You’d have to be living in a bunker not to be well aware that your standard of living in the United Kingdom is going to come under sharp attack from rising inflation over the next couple of years due to the high cost of goods and services.
You’d also have to have no gas or electricity supply to the said bunker, have already stockpiled all the food you need and have no plans to fill up a vehicle with petrol or diesel.
According to a report by the UK Office for National Statistics, the Opinions and Lifestyle Survey (OPN) of people in the first half of March shows that 81% of UK residents reported an increase in their cost of living.
The COVID-19 pandemic and now the w a r in U k r a i n e have done significant damage to the global economy. Supply chains for gas, oil and essential foodstuffs are creaking due to a combination of disruption and soaring demand.
The inevitable price increases are already coming home to roost. Forecourt prices are at record highs. The UK energy tariff price cap has already gone up by 54% and more of the same is likely to follow in the autumn.

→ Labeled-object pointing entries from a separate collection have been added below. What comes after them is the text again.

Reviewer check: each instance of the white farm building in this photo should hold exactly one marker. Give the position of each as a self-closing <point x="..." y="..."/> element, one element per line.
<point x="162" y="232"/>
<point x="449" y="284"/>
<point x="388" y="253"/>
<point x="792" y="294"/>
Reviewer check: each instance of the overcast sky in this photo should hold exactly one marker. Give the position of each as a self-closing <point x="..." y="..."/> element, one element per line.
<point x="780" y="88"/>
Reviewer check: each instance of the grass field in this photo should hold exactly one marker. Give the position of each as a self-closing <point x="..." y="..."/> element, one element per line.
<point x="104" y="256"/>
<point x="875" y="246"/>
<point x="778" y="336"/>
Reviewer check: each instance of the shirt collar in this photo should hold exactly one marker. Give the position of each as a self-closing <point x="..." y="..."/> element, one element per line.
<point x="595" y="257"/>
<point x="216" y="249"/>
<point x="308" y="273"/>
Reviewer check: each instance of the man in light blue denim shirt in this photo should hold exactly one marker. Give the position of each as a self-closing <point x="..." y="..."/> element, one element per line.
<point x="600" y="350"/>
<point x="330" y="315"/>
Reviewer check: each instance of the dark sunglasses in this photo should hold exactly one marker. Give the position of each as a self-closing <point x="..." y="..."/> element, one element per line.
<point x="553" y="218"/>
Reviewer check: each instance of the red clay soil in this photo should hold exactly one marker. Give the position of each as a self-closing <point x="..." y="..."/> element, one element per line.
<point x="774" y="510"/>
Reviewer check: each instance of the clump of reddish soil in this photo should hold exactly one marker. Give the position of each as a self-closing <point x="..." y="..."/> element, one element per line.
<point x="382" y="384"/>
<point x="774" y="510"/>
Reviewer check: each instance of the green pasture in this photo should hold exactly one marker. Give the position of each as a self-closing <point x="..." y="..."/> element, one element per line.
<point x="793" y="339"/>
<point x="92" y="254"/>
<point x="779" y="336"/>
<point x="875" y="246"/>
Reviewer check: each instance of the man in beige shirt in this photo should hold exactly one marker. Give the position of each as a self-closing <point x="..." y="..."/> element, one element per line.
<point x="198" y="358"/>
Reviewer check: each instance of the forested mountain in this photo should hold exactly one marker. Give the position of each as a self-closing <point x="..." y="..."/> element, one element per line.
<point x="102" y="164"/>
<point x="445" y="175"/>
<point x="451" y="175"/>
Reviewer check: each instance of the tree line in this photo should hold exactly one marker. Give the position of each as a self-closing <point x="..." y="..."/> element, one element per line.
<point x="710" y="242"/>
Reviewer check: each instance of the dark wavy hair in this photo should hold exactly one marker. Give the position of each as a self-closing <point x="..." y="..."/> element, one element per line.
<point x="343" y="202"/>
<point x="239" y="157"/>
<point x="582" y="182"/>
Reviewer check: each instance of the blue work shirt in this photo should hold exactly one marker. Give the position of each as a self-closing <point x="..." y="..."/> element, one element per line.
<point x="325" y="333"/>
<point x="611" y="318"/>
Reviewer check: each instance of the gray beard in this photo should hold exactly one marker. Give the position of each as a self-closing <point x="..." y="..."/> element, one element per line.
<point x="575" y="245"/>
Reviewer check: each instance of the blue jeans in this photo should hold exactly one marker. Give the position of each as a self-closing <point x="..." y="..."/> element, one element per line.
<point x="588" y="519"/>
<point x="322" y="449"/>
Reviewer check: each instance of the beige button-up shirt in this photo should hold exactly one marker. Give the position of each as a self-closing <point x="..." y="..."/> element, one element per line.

People Are Scared of the Impact of Inflation on Them and Their Businesses
Naturally, people are concerned about the immediate impact high inflation will have on them. How will it affect my household budget? Do I have the cash flow to cover all their bills? What does it mean for plans to finally take that luxury holiday to Dubai or Australia after two years of not travelling abroad? Or planning a wedding or buying a house in the United States?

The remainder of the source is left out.